Applying Second-Order Optimization Practices on the ResNet-50 Network

Overview

Common optimization algorithms can be divided into first-order optimization algorithms and second-order optimization algorithms. Classical first-order optimization algorithms, such as SGD, have small volume of computation, with fast computation speed, but converge slowly and require many iterations. The second-order optimization algorithms use the second-order derivative of the objective function to accelerate the convergence, which can converge to the optimal value of the model faster and requires fewer iterations. However, the overall execution time of the second-order optimization algorithms is still slower than the first-order optimization algorithms due to its high computational cost, so the application of the second-order optimization algorithm in deep neural network training is not common at present. The main computational cost of the second-order optimization algorithms lies in the inverse operation of the second-order information matrix (Hessian matrix, FIM matrix, etc.), with a time complexity of about \(O(n^3)\).

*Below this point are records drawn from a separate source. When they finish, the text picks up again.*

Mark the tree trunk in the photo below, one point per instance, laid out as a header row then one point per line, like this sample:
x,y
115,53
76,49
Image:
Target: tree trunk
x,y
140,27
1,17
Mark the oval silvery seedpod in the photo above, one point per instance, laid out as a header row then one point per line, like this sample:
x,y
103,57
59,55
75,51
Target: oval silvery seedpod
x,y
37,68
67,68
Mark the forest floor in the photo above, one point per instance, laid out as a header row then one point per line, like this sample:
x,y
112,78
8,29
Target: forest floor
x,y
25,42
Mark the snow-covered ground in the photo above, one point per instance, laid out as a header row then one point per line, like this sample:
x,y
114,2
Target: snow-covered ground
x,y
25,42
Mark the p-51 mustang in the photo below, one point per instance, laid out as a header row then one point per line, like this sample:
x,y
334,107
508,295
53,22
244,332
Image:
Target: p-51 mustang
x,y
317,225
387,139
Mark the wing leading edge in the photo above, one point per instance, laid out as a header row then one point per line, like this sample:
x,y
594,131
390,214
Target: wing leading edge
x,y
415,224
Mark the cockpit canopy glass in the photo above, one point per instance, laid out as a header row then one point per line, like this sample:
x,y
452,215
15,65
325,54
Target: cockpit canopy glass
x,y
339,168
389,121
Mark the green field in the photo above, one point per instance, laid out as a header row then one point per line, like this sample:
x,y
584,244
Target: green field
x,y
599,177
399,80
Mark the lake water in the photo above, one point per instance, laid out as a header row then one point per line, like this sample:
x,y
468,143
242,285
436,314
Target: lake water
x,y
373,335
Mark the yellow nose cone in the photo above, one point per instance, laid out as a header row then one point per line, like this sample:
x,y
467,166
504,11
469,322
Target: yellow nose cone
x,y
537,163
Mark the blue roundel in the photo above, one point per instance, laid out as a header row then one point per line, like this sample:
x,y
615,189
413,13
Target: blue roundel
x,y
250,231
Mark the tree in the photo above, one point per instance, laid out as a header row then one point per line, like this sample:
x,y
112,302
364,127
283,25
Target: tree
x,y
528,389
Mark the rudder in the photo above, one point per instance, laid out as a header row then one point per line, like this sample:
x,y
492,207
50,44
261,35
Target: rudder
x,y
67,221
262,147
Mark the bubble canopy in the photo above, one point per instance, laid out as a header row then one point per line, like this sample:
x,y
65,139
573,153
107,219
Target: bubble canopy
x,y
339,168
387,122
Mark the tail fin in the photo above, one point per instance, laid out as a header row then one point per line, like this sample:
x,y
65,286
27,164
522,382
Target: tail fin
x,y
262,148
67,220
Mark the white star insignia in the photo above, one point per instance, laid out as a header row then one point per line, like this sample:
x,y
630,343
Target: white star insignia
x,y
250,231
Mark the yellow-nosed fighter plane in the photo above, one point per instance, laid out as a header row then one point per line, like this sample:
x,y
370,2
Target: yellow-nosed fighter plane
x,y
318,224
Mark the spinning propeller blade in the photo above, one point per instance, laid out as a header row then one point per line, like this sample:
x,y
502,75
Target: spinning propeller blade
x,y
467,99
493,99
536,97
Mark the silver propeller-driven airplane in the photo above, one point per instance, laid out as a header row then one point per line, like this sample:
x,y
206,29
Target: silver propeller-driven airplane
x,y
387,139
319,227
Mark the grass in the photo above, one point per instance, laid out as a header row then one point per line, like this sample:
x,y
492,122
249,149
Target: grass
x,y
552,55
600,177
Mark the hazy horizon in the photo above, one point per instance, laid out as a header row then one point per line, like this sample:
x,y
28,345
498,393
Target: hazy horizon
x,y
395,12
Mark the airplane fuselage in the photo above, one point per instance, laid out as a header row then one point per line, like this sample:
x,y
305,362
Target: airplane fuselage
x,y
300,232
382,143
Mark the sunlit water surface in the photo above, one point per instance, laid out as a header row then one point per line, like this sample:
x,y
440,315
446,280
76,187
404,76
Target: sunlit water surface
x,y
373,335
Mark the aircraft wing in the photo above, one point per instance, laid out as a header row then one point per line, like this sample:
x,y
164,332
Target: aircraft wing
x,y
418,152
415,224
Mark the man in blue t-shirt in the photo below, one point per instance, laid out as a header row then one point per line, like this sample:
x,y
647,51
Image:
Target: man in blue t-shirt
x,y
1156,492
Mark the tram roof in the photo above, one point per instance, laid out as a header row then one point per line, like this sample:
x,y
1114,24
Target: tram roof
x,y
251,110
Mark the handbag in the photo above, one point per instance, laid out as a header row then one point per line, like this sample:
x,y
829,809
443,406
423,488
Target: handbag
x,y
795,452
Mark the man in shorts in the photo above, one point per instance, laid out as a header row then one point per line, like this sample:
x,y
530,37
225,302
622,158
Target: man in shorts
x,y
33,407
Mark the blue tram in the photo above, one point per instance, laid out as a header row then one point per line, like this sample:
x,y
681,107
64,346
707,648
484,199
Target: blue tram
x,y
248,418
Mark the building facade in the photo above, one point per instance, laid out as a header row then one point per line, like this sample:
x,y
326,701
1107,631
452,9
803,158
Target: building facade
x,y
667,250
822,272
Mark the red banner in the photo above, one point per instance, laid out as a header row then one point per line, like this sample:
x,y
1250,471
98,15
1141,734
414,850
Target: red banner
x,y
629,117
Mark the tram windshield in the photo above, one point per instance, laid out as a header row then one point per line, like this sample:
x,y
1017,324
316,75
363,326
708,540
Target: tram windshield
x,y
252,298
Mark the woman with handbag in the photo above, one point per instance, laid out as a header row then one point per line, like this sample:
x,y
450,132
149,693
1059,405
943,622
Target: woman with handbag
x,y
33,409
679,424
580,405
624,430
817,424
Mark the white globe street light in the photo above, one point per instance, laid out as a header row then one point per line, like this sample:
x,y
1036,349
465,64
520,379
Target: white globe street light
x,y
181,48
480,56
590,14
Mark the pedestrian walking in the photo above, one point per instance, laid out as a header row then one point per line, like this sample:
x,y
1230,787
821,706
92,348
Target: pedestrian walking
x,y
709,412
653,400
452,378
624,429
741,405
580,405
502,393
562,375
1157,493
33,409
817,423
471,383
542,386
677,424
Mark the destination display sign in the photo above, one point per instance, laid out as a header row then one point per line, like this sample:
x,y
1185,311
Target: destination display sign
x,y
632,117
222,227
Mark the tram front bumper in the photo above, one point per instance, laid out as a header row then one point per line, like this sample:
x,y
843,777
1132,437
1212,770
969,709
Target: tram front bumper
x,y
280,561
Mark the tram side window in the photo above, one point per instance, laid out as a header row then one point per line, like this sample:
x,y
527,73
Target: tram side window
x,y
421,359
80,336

Based on the existing natural gradient algorithm, the MindSpore development team has developed a usable second-order optimizer THOR by using approximations, tiles and other optimization accelerations for the FIM matrix, which greatly reduces the computational complexity of the inverse matrix. Using eight Ascend 910 AI processors, THOR can complete training the ResNet50-v1.5 network and ImageNet dataset in 72min, nearly doubling the speed compared to SGD+Momentum.

This tutorial will focus on how to train ResNet50-v1.5 network and ImageNet dataset on Ascend 910 and GPU using THOR, a second-order optimizer provided by MindSpore.

Download the complete sample code: Resnet.

The directory structure of sample code:

├── resnet
    ├── README.md
    ├── scripts
        ├── run_distribute_train.sh         # launch distributed training for Ascend 910
        ├── run_eval.sh                     # launch inference for Ascend 910
        ├── run_distribute_train_gpu.sh     # launch distributed training for GPU
        ├── run_eval_gpu.sh                 # launch inference for GPU
    ├── src
        ├── dataset.py                      # data preprocessing
        ├── CrossEntropySmooth.py           # CrossEntropy loss function
        ├── lr_generator.py                 # generate learning rate for every step
        ├── resnet.py                       # ResNet50 backbone
        ├── model_utils
            ├── config.py                   # parameter configuration
    ├── eval.py                             # infer script
    ├── train.py                            # train script

The overall execution process is as follows:

Prepare ImageNet datasets and process the required datasets.
Define the ResNet50 network.
Define the loss function and THOR optimizer.
Load the dataset and train it, and view the results and save the model file after the training is completed.
Load the saved model for inference.

Preparation

Make sure MindSpore is properly installed before practicing. If not, you can install MindSpore through the MindSpore installation page.

Preparing the Dataset

Download the complete ImageNet2012 dataset and unzip the dataset to ImageNet2012/ilsvrc and ImageNet2012/ilsvrc_eval paths in the local workspace respectively.

The directory structure is as follows:

└─ImageNet2012
    ├─ilsvrc
    │      n03676483
    │      n04067472
    │      n01622779
    │      ......
    └─ilsvrc_eval
    │      n03018349
    │      n02504013
    │      n07871810
    │      ......

Configuring Distributed Environment Variables

Ascend 910

Refer to Distributed Parallel Training (Ascend) for the configuration of distributed environment variables for the Ascend 910 AI processor.

GPU

Refer to Distributed Parallel Training (GPU) for the configuration of distributed environment variables for the GPU.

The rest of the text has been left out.